The description of CT pattern may have important implications for patient management. To date, about 3% of currently infected patients has serious or critical conditions [25], and about 17% of hospitalized patients needs ICU admission [26, 27]. Radiologists may be helpful in identifying patients at higher risk of lung disease worsening. Indeed, the presence of tubular size increase of pulmonary segmental vessel around and within the lesions with normally ventilated adjacent lung parenchyma (Fig. 12) has been suggested as an early alert radiological sign to predict initial lung deterioration [28]. Indeed, some authors believe that the presence of enlarged pulmonary vessels may indicate an inflammatory cell infiltration of the vessels [29] or might be due to pro-inflammatory factors [30], thus potentially indicating that the patient is in the second stage of COVID-19 lung involvement.

Fig. 12
figure 12

An 83-year-old woman with COVID-19 pneumonia. Chest CT angiography reconstructed using maximum intensity projection (MIP) demonstrates enlargement of pulmonary segmental vessel and peripheral ground-glass opacities

Chest CT may help in guiding therapeutic strategy. CXR and CT may demonstrate findings of acute respiratory distress syndrome (ARDS) (Fig. 13) including bilateral opacities, not fully explained by volume overload, lobar or lung collapse, or nodules [31]. The most common CT finding of ARDS is the presence of large lung infiltrates with loss of ventilation, especially in the posterior and basal regions, with ground-glass opacities alternating with consolidations [32]. However, imaging findings of ARDS vary depending on the stage of the disease ranging from an exudative acute phase in the first week characterized by bilateral and symmetrical air space and interstitial opacities on CXR, and opacifications showing an antero-posterior density gradient characterized by dense bilateral consolidation in the dependent lung and a background of widespread GGO or normal lung in the non-depended portions of the lung, to a proliferative intermediate phase in the second week with overall stability of the imaging findings and a fibrotic late phase after 2 weeks with normal or reticular opacities on CXR, and eventually a coarse reticular pattern with areas of fine fibrosis on CT (Fig. 14) [32]. It is important to identify patients with COVID-19 pneumonia progressing to ARDS because these patients could benefit from corticosteroid treatment according to Xu et al. [6]. In addition, in patients with severe ARDS, prone ventilation for 12–16 h per day is indicated by World Health Organization Interim guidance because it improves oxygenation and respiratory compliance compared with supine positioning [33, 34]. Chest imaging is also considered important in World Health Organization Interim guidance V 1.2 when findings of pulmonary edema are evident because, in these cases, it is indicated to reduce or discontinue fluid administration to avoid volume overload [33].

Fig. 13
figure 13

An 85-year-old woman with worsening dyspnea since 7 days, history of arterial hypertension, lymphopenia, and with COVID-19 pneumonia progressed to acute respiratory distress syndrome.

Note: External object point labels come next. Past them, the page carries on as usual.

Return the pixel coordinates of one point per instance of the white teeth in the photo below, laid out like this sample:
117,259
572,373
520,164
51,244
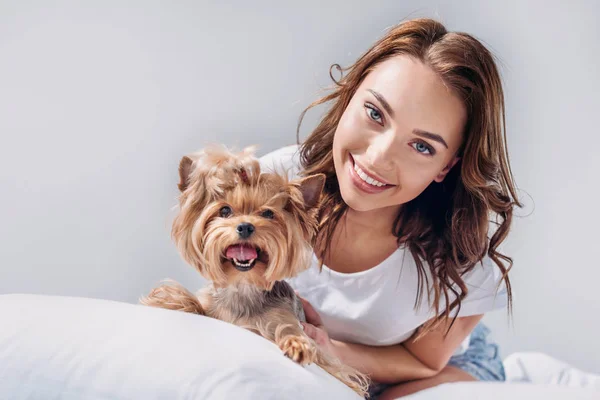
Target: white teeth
240,264
367,178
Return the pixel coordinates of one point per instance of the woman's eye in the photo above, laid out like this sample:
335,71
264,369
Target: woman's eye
267,214
374,114
423,148
225,211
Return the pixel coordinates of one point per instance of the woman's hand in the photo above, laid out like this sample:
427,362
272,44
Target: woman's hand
313,327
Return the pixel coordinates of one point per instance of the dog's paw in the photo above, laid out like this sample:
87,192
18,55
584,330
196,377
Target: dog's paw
299,349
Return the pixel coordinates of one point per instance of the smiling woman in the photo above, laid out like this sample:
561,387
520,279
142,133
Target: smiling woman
413,150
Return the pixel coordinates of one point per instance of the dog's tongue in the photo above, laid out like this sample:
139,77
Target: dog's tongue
241,252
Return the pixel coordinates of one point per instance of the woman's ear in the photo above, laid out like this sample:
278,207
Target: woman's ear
446,169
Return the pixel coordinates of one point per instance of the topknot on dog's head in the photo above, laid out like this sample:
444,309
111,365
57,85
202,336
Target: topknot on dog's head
216,169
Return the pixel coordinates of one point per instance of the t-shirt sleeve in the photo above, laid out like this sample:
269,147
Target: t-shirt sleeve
486,290
285,160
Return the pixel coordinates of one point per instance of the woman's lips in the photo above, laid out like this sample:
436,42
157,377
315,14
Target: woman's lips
362,185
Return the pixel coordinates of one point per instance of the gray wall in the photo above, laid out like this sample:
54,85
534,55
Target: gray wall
99,100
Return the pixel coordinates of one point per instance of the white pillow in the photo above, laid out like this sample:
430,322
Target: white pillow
78,348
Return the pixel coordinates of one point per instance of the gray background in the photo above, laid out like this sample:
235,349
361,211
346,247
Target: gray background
100,99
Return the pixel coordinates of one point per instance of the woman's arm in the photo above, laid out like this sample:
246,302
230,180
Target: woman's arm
409,360
397,363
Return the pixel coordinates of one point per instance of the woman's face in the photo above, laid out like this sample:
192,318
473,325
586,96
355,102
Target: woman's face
400,132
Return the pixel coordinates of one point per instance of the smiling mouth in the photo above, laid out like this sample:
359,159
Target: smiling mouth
364,181
243,256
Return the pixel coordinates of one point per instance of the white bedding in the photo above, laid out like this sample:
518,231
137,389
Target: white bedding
77,348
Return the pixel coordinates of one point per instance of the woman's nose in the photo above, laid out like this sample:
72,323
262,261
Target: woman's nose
379,153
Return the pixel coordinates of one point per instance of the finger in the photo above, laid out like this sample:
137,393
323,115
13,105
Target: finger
310,330
311,314
317,334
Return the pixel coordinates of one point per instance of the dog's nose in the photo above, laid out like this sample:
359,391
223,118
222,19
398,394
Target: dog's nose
245,229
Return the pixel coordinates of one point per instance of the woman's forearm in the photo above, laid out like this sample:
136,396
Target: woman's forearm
388,364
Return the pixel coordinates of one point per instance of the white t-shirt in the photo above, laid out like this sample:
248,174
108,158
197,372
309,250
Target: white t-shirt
377,307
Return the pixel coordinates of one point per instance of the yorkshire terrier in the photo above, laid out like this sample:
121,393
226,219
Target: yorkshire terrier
246,231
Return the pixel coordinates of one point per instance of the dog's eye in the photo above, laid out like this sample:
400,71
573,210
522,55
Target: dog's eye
267,214
225,211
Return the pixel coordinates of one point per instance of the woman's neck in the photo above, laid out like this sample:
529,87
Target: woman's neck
377,223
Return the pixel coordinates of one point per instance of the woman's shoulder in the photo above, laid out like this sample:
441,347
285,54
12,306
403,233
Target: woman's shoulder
285,160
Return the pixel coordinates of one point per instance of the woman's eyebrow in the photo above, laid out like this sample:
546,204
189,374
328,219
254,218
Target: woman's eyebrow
419,132
432,136
383,102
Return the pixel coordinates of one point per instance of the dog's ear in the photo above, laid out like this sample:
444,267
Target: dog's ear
185,169
311,188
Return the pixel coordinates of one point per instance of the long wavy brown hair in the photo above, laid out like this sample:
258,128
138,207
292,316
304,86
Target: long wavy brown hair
447,225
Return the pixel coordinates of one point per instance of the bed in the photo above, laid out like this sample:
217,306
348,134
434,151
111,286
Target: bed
55,347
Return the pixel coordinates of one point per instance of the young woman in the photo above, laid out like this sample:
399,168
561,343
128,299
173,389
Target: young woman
419,196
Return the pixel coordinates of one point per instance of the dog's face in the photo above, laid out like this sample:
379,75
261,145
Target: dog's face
236,225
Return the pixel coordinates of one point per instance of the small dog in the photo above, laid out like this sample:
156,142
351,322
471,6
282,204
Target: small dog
247,231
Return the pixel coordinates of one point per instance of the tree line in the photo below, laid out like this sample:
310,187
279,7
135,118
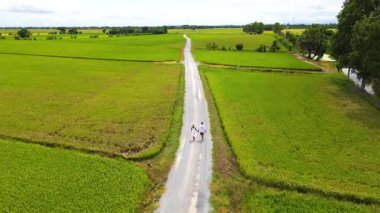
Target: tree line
136,30
356,45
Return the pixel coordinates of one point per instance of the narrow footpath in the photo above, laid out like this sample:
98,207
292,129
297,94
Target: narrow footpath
187,188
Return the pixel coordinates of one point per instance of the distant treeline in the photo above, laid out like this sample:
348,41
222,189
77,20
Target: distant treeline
266,27
136,30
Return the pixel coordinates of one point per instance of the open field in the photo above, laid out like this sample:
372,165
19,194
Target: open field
42,179
140,48
292,131
114,107
251,42
269,200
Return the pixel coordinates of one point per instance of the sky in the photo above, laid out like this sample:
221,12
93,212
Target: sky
45,13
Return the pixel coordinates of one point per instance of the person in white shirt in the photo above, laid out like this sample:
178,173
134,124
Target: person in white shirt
194,131
202,130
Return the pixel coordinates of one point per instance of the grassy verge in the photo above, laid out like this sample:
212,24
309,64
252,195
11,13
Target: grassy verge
232,192
41,179
158,169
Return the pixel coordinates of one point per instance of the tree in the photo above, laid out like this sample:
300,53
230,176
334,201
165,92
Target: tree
365,43
277,28
24,33
240,47
353,11
314,41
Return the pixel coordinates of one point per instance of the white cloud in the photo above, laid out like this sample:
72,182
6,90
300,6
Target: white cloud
164,12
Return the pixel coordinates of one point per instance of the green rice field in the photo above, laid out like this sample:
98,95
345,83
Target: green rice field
300,131
270,200
41,179
115,107
249,57
137,48
282,60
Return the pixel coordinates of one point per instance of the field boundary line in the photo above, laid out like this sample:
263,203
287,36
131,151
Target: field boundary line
91,58
257,68
282,185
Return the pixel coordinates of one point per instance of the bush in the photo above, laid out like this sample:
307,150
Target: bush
51,37
94,36
262,48
240,47
212,46
376,87
275,47
24,33
286,43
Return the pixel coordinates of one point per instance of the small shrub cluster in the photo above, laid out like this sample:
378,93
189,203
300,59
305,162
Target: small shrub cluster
262,48
240,47
51,37
94,36
214,46
286,43
275,46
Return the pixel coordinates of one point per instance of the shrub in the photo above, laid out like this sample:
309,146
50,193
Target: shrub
240,47
24,33
275,47
262,48
51,37
94,36
212,46
286,43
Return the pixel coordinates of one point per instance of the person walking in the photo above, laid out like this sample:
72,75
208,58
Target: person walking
194,131
202,130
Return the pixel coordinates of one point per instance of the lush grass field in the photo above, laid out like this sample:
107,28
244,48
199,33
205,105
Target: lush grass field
40,179
300,130
116,107
147,47
283,60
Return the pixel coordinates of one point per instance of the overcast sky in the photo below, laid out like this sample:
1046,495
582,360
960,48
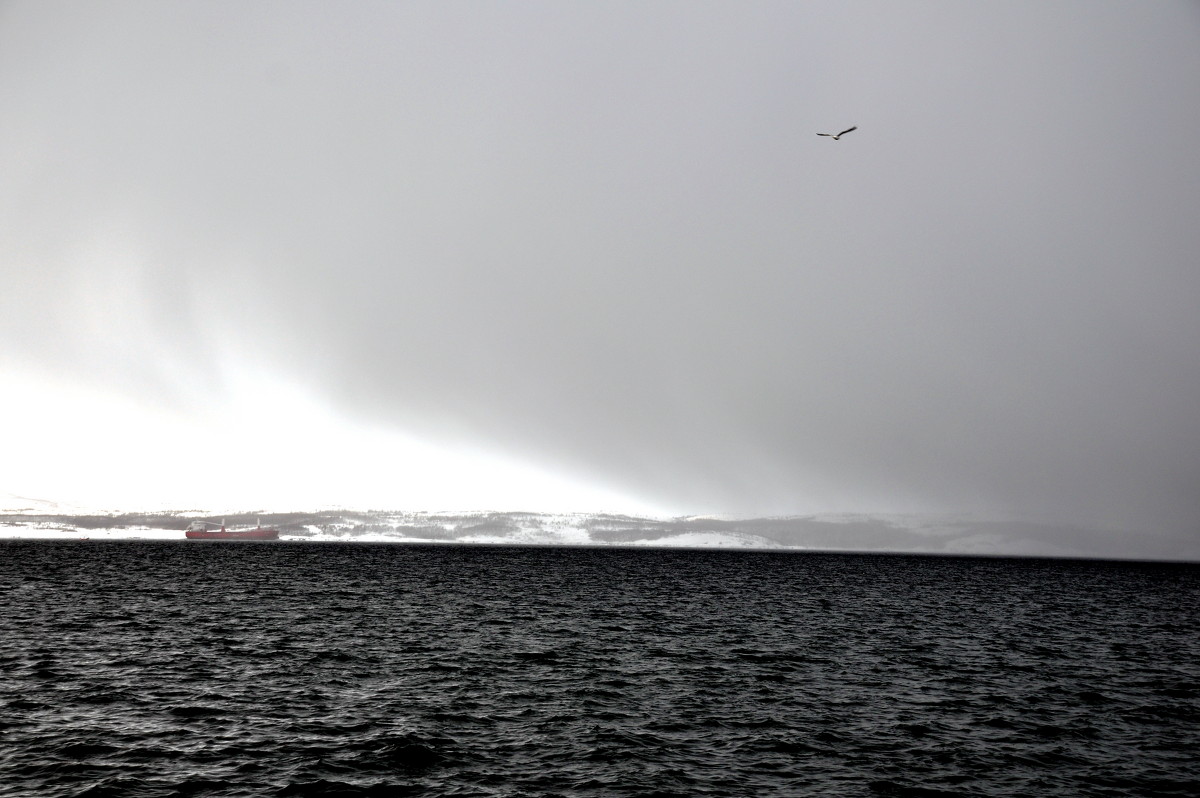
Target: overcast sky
594,256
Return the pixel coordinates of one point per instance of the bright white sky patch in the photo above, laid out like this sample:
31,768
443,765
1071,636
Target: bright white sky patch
263,444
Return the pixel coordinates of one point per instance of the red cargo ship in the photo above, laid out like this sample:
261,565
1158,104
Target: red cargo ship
199,531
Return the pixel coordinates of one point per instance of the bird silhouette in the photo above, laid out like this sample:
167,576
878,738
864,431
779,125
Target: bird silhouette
837,136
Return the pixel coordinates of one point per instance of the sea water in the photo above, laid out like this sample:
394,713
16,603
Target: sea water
299,669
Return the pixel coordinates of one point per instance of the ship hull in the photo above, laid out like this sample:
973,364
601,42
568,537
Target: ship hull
239,534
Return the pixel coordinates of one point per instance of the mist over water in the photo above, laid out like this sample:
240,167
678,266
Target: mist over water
297,669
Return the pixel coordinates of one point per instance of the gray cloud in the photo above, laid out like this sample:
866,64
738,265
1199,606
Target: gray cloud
606,239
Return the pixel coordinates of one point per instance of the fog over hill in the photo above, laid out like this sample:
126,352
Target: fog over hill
853,533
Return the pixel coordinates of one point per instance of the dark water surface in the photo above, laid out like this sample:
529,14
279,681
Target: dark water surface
190,669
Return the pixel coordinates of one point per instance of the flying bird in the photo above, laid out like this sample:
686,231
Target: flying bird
835,137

Chest radiograph (a), axial (b), and coronal (c) CT images show extensive ground-glass opacities alternating with consolidations in both lungs. The patient died 2 days after CT

Fig. 14
figure 14

An 85-year-old woman with fever, cough, and dyspnea images after 2 weeks of COVID-19 infection. Axial chest CT shows coarse reticular pattern with areas of fine fibrosis in both lungs

Conclusions

To conclude, imaging appearance of COVID-19 pneumonia may vary depending on the stage of the disease. CT is indicated for medical triage of suspected cases of COVID-19 who present with moderate-severe clinical features and a high pre-test probability of disease and may be useful in hospitalized patients to identify signs that indicate potential lung disease worsening. Chest radiographs are more commonly used for assessing disease progression, bacterial superinfection, pneumothorax, and pleural effusion. A comprehensive knowledge of the typical findings of COVID-19 pneumonia in the different stages is of utmost importance because some of the imaging findings have a translational importance in clinical practice for patient therapy.